GCI-3100: Design and pavement management (3 credits)
Description
Role and characteristics of pavements. Development stages. Recognition and characterization of soil aggregates. General principles for design of pavements. Structural design of pavements: calculation methods for rigid pavements, flexible and semi-flexible. Manufacturing technique and laying paving, maintenance and rehabilitation. Road construction: materials, construction methods, freezing process, drainage and its effects. Pavement management.

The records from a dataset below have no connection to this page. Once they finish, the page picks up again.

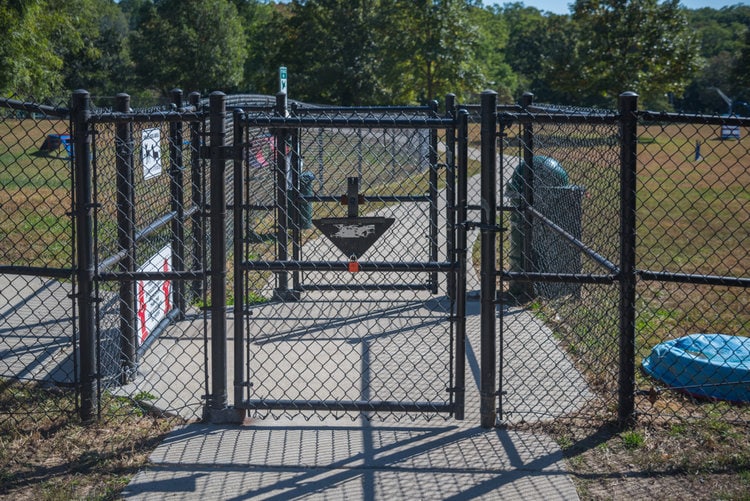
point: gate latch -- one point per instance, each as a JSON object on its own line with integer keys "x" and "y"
{"x": 353, "y": 264}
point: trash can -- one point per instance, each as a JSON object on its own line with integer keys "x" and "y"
{"x": 560, "y": 202}
{"x": 298, "y": 205}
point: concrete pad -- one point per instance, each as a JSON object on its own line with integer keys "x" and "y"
{"x": 302, "y": 460}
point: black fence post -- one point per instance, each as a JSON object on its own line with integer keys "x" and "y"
{"x": 282, "y": 201}
{"x": 628, "y": 166}
{"x": 240, "y": 239}
{"x": 433, "y": 213}
{"x": 450, "y": 190}
{"x": 196, "y": 198}
{"x": 177, "y": 204}
{"x": 525, "y": 290}
{"x": 126, "y": 239}
{"x": 461, "y": 253}
{"x": 80, "y": 117}
{"x": 488, "y": 270}
{"x": 293, "y": 196}
{"x": 217, "y": 408}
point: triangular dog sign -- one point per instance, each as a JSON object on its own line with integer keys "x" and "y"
{"x": 353, "y": 235}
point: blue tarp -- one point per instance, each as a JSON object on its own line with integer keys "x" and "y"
{"x": 713, "y": 366}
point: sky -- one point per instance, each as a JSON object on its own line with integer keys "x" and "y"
{"x": 562, "y": 6}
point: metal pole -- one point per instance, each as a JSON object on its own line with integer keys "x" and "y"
{"x": 80, "y": 116}
{"x": 526, "y": 289}
{"x": 217, "y": 400}
{"x": 487, "y": 272}
{"x": 461, "y": 251}
{"x": 628, "y": 166}
{"x": 296, "y": 215}
{"x": 126, "y": 239}
{"x": 282, "y": 219}
{"x": 196, "y": 197}
{"x": 177, "y": 205}
{"x": 450, "y": 191}
{"x": 434, "y": 231}
{"x": 239, "y": 257}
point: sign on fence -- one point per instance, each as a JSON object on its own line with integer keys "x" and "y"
{"x": 151, "y": 153}
{"x": 154, "y": 296}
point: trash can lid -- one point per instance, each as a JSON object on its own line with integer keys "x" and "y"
{"x": 547, "y": 172}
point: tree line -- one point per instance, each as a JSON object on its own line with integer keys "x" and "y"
{"x": 376, "y": 52}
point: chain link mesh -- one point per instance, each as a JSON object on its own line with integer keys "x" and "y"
{"x": 339, "y": 340}
{"x": 323, "y": 341}
{"x": 37, "y": 332}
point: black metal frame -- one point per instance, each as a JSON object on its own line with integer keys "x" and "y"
{"x": 287, "y": 128}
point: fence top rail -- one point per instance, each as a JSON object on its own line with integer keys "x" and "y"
{"x": 654, "y": 116}
{"x": 559, "y": 118}
{"x": 309, "y": 109}
{"x": 364, "y": 122}
{"x": 15, "y": 104}
{"x": 187, "y": 115}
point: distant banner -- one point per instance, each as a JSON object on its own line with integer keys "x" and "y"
{"x": 154, "y": 296}
{"x": 260, "y": 151}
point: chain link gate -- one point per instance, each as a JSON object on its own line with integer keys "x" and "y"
{"x": 346, "y": 269}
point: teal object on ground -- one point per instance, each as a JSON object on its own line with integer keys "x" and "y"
{"x": 547, "y": 173}
{"x": 713, "y": 366}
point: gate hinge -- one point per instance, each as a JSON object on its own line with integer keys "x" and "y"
{"x": 470, "y": 225}
{"x": 228, "y": 152}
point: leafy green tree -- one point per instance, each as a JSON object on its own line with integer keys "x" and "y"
{"x": 263, "y": 24}
{"x": 330, "y": 51}
{"x": 542, "y": 51}
{"x": 99, "y": 59}
{"x": 640, "y": 45}
{"x": 490, "y": 51}
{"x": 193, "y": 44}
{"x": 29, "y": 65}
{"x": 430, "y": 49}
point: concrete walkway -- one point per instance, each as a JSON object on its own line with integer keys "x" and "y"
{"x": 323, "y": 458}
{"x": 361, "y": 459}
{"x": 357, "y": 459}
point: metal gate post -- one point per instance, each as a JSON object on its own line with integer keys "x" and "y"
{"x": 488, "y": 269}
{"x": 177, "y": 205}
{"x": 433, "y": 231}
{"x": 628, "y": 165}
{"x": 196, "y": 198}
{"x": 126, "y": 239}
{"x": 84, "y": 227}
{"x": 461, "y": 250}
{"x": 450, "y": 191}
{"x": 282, "y": 291}
{"x": 295, "y": 166}
{"x": 217, "y": 410}
{"x": 239, "y": 257}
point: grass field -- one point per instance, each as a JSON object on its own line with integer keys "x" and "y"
{"x": 693, "y": 217}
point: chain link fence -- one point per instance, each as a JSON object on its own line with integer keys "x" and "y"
{"x": 679, "y": 348}
{"x": 143, "y": 315}
{"x": 37, "y": 311}
{"x": 324, "y": 338}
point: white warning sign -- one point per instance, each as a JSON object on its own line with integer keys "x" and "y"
{"x": 154, "y": 296}
{"x": 151, "y": 153}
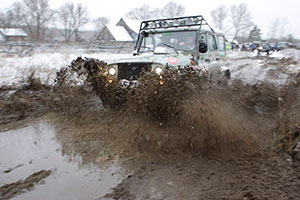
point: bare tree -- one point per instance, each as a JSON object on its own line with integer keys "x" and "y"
{"x": 140, "y": 13}
{"x": 172, "y": 9}
{"x": 72, "y": 18}
{"x": 273, "y": 29}
{"x": 34, "y": 14}
{"x": 65, "y": 16}
{"x": 219, "y": 17}
{"x": 100, "y": 22}
{"x": 241, "y": 19}
{"x": 81, "y": 17}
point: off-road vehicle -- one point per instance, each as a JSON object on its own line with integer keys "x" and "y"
{"x": 170, "y": 43}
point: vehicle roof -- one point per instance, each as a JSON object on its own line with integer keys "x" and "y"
{"x": 203, "y": 29}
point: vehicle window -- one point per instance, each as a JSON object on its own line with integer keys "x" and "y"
{"x": 221, "y": 43}
{"x": 212, "y": 45}
{"x": 183, "y": 40}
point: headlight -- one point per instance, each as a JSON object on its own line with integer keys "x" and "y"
{"x": 158, "y": 70}
{"x": 112, "y": 71}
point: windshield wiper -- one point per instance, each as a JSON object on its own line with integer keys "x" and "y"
{"x": 170, "y": 46}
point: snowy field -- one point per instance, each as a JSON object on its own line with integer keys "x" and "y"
{"x": 15, "y": 70}
{"x": 245, "y": 66}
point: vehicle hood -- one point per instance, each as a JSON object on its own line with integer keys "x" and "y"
{"x": 171, "y": 60}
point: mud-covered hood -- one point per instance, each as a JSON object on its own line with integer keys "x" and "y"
{"x": 163, "y": 59}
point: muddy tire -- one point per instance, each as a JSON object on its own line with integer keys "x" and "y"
{"x": 224, "y": 78}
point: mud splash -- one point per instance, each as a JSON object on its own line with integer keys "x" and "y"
{"x": 180, "y": 110}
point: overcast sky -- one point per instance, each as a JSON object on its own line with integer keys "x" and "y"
{"x": 262, "y": 11}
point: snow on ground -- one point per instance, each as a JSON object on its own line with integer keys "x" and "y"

GCI-3300: Design of Structures II (3 credits)
Description
Analysis and calculation of plate girders. Calculation of bolted and welded connections. Buckling. Twist. Buildings.

OLS-3000: Carpentry I (3 credits)
Description
Preliminary knowledge: structural forms, physical and mechanical properties of wood, wood products used in carpentry, limit states. Design calculations structural members to CSA O86: objectives and requirements, loads and load combinations, bent elements in solid wood and glulam, supports, compression members, tension members, elements suffered as combined loads, assemblies (nails, bolts, etc.).

CHOOSE PROFILE
International profile
This program offers, as part of this profile, a number of places for students wishing to pursue one or two sessions to study at a university located outside of Haiti. The student is asked to contact the program director to determine the conditions of admission to study abroad.

RULE 2-3 CREDITS

Pass the course ANL-2020 Intermediate English II.
The student who demonstrates that he has acquired this level can choose an English graduate courses or, if it acquired the Advanced level English II, a course of another modern language.

EHE-1GCI: Studies – International profile – Bachelor’s degree in Civil Engineering (12 to 18 credits)
Description
Activities carried out in a university abroad, under international profile, which will be equivalencies student record upon presentation of the official transcript of the activities.